Using Differential Privacy with Decentralized Data

Prof. Anand Sarwate, Department of Electrical and Computer Engineering,Rutgers University

Faculty Host: Bill Steiger

Abstract

Differential privacy has emerged as one of the de-facto standards for measuring privacy risk when performing computations on sensitive data and disseminating the results. Many machine learning algorithms can be made differentially private through the judicious introduction of randomization, usually through noise, within the computation. Algorithms that guarantee differential privacy are randomized, which causes a loss in performance, or utility. Managing the privacy-utility tradeoff becomes easier with more data, but in several applications we are faced with many data holders, each with a smaller data set. Differential privacy can be used as a way to share private access to decentralized data, allowing researchers to perform studies with a much larger sample size. In this talk I will describe this setting, algorithms for differentially private decentralized learning, and potential applications for collaborative research in neuroimaging.

Bio

Anand D. Sarwate joined as an Assistant Professor in the Department of Electrical and Computer Engineering at Rutgers, the State University of New Jersey in 2014. He received a B.S. degree in Electrical Science and Engineering and a B.S. degree in Mathematics from MIT in 2002, an M.S. in Electrical Engineering from UC Berkeley in 2005 and a PhD in Electrical Engineering from UC Berkeley in 2008. From 2008-2011 he was a postdoctoral researcher at the Information Theory and Applications Center at UC San Diego and from 2011-2013 he was a Research Assistant Professor at the Toyota Technological Institute at Chicago, a philanthropically endowed academic computer science institute located on the University of Chicago campus.

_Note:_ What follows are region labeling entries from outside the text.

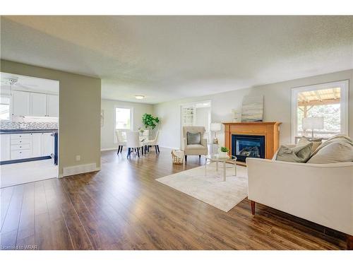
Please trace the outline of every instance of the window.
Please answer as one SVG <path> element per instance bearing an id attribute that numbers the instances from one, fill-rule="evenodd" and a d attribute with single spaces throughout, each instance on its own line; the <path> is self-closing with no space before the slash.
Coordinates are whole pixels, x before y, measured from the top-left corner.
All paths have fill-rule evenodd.
<path id="1" fill-rule="evenodd" d="M 131 129 L 131 109 L 121 107 L 115 108 L 115 129 Z"/>
<path id="2" fill-rule="evenodd" d="M 10 97 L 0 97 L 0 120 L 10 119 Z"/>
<path id="3" fill-rule="evenodd" d="M 335 134 L 347 134 L 347 81 L 293 88 L 292 100 L 294 142 L 303 136 L 325 139 Z M 313 126 L 315 120 L 306 118 L 321 118 L 321 122 Z"/>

He has been the Online Editor of the IEEE Information Theory Society (2015-) and an Associate Editor for the IEEE Transactions on Signal and Information Processing over Networks (2015-). Prof. Sarwate received the NSF CAREER award in 2015 and the A. Walter Tyson Assistant Professor Award from the Rutgers School of Engineering in 2018. His interests are in information theory, machine learning, and signal processing, with applications to distributed systems, privacy and security, and biomedical research.